A existência humana seria certamente muito mais feliz se nos homens a capacidade de ficar calados fosse igual à de falar. Mas a experiência ensina bem até demais que os homens não governam nada com maior dificuldade do que a língua.
Para sobreviver, após ser banido da sinagoga sob acusação de heresia, o famoso filósofo holandês do século XVII, Baruch Spinoza, foi forçado a exercer a profissão de limpador de lentes de telescópios e microscópios. Mas a sua obra-prima, a Ethica more geometrico demonstrata, à qual se dedicaria ao longo da sua curta vida de apenas 45 anos, marcou uma encruzilhada de pensamento ocidental moderno. Aquela obra, tão complexa e rigorosa quanto um tratado de geometria, oferece muitas vezes ideias muito concretas que poderiam até sustentar a existência de pessoas que nunca ousariam ascender pelas elevadas sendas da filosofia.

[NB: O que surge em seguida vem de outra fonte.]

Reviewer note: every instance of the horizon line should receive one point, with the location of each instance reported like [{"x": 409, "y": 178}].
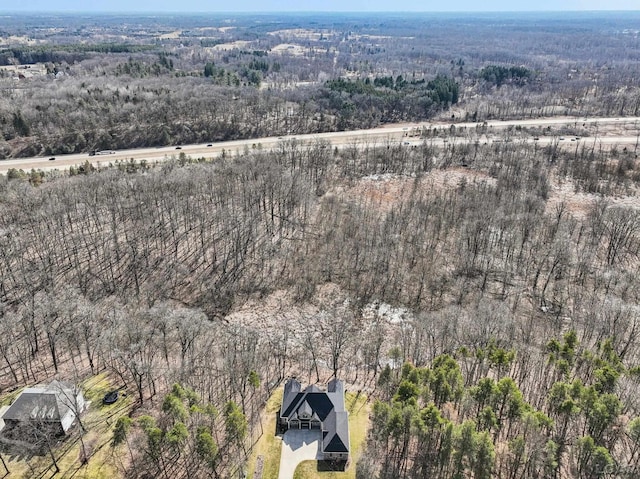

É o caso do tema que propomos, expresso por Spinoza numa linguagem e numa advertência clara e incisiva que pode ser resumida no convite a sermos capazes de falar na mesma medida em que somos capazes de ficar calados. Essa é uma lição constante de ética de todos os tempos porque é mais fácil arrepender-se de ter falado do que de ter ficado calado. Ironicamente, Woody Allen teve que suspirar: “Deus está em silêncio. Ah, se ao menos os homens se calassem!” O grande Cervantes já nos lembrava no Dom Quixote que “em boca fechada não entra mosca”.